Throughout the decade, Hurrell photographed every star contracted to MGM, and his striking black-and-white images were used extensively in the marketing of these stars. Among the performers regularly photographed by him during these years were silent screen star Dorothy Jordan, as well as Myrna Loy, Robert Montgomery, Jean Harlow, Ramon Novarro, Joan Crawford, Clark Gable, Rosalind Russell, Marion Davies, Jeanette MacDonald, Lupe Vélez, Anna May Wong, Carole Lombard and Norma Shearer, who was said to have refused to allow herself to be photographed by anyone else. He also photographed Greta Garbo at a session to produce promotional material for the movie Romance. The session didn't go well and she never used him again.

In the early 1940s Hurrell moved to Warner Brothers Studios photographing, among others Bette Davis, Jane Russell, Ann Sheridan, Errol Flynn, Olivia de Havilland, Ida Lupino, Alexis Smith, Lauren Bacall, Humphrey Bogart and James Cagney. Later in the decade he moved to Columbia Pictures where his photographs were used to help the studio build the career of Rita Hayworth. He also opened his own photography studio on Rodeo Drive in Beverly Hills for shoots outside of Hollywood productions.

==Postwar==
He left Hollywood briefly to make training films for the First Motion Picture Unit of the United States Army Air Forces. When he returned to Hollywood in the mid-1950s his old style of glamour had fallen from favour. Where he had worked hard to create an idealised image of his subjects, the new style of Hollywood glamour was more earthy and gritty, and for the first time in his career Hurrell's style was not in demand. He moved to New York City and worked for the advertising industry where glamour was still valued. He continued his work for fashion magazines and photographed for print advertisements for several years before returning to Hollywood in the 1960s. He captured early Marilyn Monroe, and actress Mamie Van Doren, who became a lifelong friend of his.

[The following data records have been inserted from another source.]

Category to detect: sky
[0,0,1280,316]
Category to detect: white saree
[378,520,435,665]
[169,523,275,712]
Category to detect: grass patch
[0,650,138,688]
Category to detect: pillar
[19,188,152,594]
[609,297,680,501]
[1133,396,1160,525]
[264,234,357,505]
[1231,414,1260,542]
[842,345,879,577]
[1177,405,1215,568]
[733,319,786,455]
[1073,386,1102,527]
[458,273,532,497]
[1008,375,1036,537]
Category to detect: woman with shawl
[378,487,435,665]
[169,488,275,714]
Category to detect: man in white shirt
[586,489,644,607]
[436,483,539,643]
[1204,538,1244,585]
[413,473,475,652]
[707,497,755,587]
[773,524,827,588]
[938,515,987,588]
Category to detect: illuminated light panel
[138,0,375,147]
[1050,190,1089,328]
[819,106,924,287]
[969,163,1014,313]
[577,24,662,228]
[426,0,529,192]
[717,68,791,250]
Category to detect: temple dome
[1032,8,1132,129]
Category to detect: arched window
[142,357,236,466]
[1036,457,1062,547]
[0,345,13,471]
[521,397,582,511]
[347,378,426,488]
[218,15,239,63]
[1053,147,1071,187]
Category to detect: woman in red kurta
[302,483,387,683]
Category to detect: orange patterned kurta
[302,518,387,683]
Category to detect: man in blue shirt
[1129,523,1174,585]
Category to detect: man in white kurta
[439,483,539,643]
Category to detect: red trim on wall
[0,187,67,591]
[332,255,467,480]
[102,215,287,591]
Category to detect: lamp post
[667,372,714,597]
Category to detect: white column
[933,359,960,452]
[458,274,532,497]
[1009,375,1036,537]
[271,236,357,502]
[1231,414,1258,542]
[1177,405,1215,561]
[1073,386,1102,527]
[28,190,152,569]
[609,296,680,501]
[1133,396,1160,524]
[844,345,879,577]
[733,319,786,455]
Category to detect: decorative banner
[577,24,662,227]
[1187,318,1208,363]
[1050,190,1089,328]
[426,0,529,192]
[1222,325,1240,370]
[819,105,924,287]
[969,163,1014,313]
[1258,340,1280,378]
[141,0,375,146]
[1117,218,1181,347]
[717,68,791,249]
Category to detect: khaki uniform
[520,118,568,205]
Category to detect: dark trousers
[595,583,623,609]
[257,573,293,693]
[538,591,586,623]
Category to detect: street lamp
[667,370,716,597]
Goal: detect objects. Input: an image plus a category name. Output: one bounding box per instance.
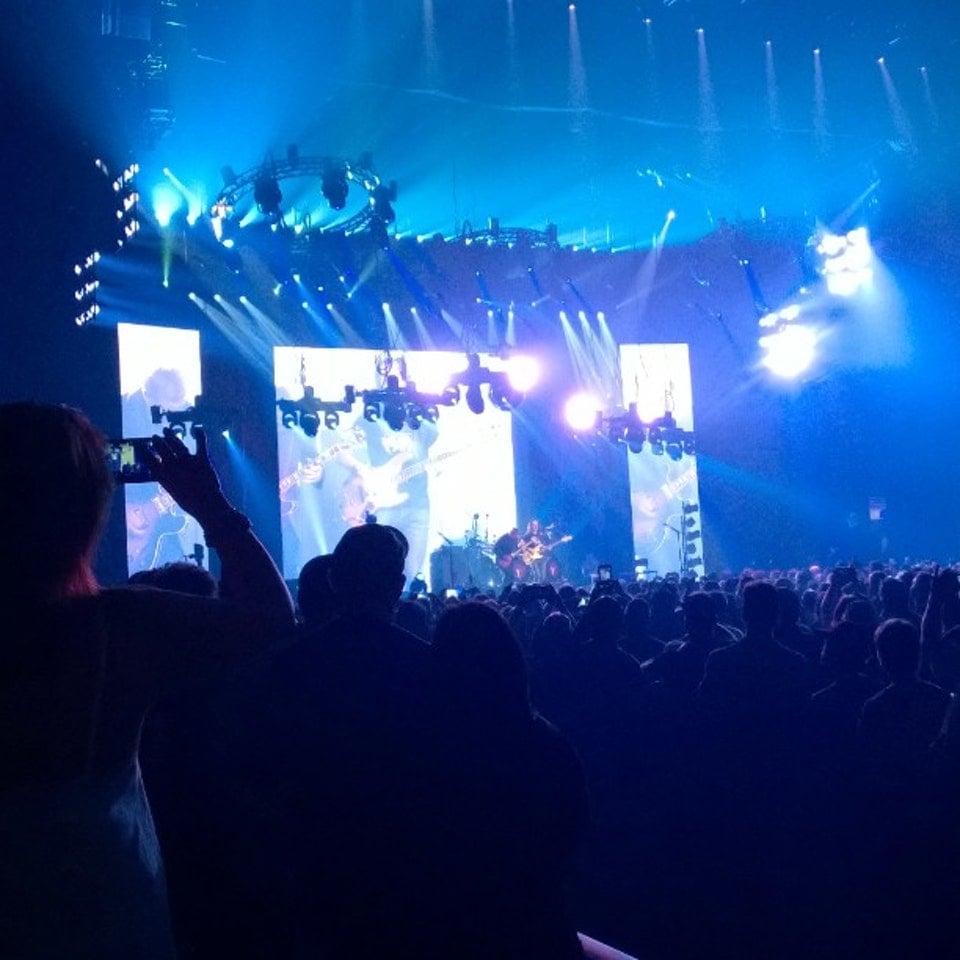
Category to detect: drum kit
[430,514,570,592]
[430,514,500,593]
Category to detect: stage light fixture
[467,383,486,413]
[320,158,350,210]
[300,411,320,437]
[253,173,283,217]
[370,180,397,224]
[383,401,407,431]
[406,403,423,430]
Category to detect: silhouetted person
[297,553,336,627]
[645,592,729,700]
[859,619,950,783]
[621,597,663,663]
[127,560,220,597]
[0,403,294,960]
[234,523,439,957]
[431,601,588,960]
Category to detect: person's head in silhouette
[297,553,336,627]
[127,560,220,597]
[330,523,408,620]
[741,580,780,639]
[874,618,920,684]
[581,594,623,647]
[623,597,650,637]
[820,620,872,677]
[433,600,531,722]
[0,402,114,601]
[880,577,910,617]
[683,592,717,642]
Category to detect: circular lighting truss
[210,154,396,236]
[458,217,560,247]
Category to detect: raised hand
[151,427,229,523]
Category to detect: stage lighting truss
[209,149,397,237]
[681,500,703,575]
[150,395,206,438]
[360,374,460,431]
[447,353,524,414]
[459,217,560,248]
[596,403,697,460]
[277,384,357,437]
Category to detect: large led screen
[274,347,517,590]
[620,343,703,576]
[117,323,206,574]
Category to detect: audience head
[433,600,531,721]
[777,586,801,627]
[128,560,220,597]
[330,523,408,620]
[394,597,430,642]
[880,577,910,613]
[623,597,650,636]
[742,580,780,634]
[0,401,114,600]
[683,592,717,637]
[531,610,573,657]
[297,553,336,626]
[874,618,920,683]
[581,594,623,646]
[820,620,872,676]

During the early 1950s, he and then wife Phyllis Bounds approached her uncle Walt Disney who was interested in investing in television as a medium to form a company that would produce commercials with his cartoon characters. They formed Hurrell Productions which produce advertisements promoting products from Kellogg's, Sunkist, Hunt's, Johnson & Johnson, 7-Up, Jell-O and other clients. He also serves as producer, director, and occasionally as cinematographer for several of the commercials. He decided to expand beyond commercials and began negotiating a deal with Mitchell Gertz to produce a Zorro television series starring Gilbert Roland. Walt, however, intervened and put a stop to the plans in favor of his own show. Hurrell began clashing with Walt and decided to move back to New York following his divorce from Bounds but retained the production company until its closure in 1959.

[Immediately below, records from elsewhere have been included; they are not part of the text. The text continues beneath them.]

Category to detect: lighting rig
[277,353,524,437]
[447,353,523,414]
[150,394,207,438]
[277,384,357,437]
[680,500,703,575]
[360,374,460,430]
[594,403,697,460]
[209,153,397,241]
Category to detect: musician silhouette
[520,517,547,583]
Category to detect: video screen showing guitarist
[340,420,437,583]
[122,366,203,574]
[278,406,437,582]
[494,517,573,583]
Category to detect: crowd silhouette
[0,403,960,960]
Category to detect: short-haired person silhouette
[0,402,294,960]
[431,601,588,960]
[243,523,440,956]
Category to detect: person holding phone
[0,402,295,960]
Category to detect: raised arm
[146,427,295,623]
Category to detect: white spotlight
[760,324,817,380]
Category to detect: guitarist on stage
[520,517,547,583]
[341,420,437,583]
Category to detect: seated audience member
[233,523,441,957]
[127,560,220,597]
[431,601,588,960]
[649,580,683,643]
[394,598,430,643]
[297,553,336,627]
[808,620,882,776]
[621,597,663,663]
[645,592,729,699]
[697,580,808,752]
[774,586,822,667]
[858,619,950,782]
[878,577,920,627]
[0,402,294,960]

Relocating to Beverly Hills, Hurrell reopened his photography studio and began as stills photographer for various TV shows and films.

After 1970, his most prominent work was as a photographer for album covers. He shot the cover photos for Cass Elliot's self-titled album (1972), Helen Reddy's Imagination (1983), Tom Waits' Foreign Affairs (1977), Fleetwood Mac's Mirage (1982), Queen's The Works (1984), Midge Ure's The Gift (1985) and Paul McCartney's Press to Play (1986).

==Personal life==
In 1939, he married his first wife, Katherine Cuddy, who was a beauty contest winner from Seattle. During the marriage, he had an affair with Phyllis Bounds, niece of Walt Disney. Cuddy and Hurrell divorced in 1942 before he married Bounds one year later. This marriage resulted in the birth of their children; Victoria (b. 1945), Clancy (b. 1946) and Alexandria (b. 1948). They divorced in 1954.

In 1955, he met and married, Betty Willis. They had three children, George Jr., Daphne, and Michael.

==Death==
Hurrell died from complications from bladder cancer shortly after completing a TBS documentary about his life. He died on May 17, 1992.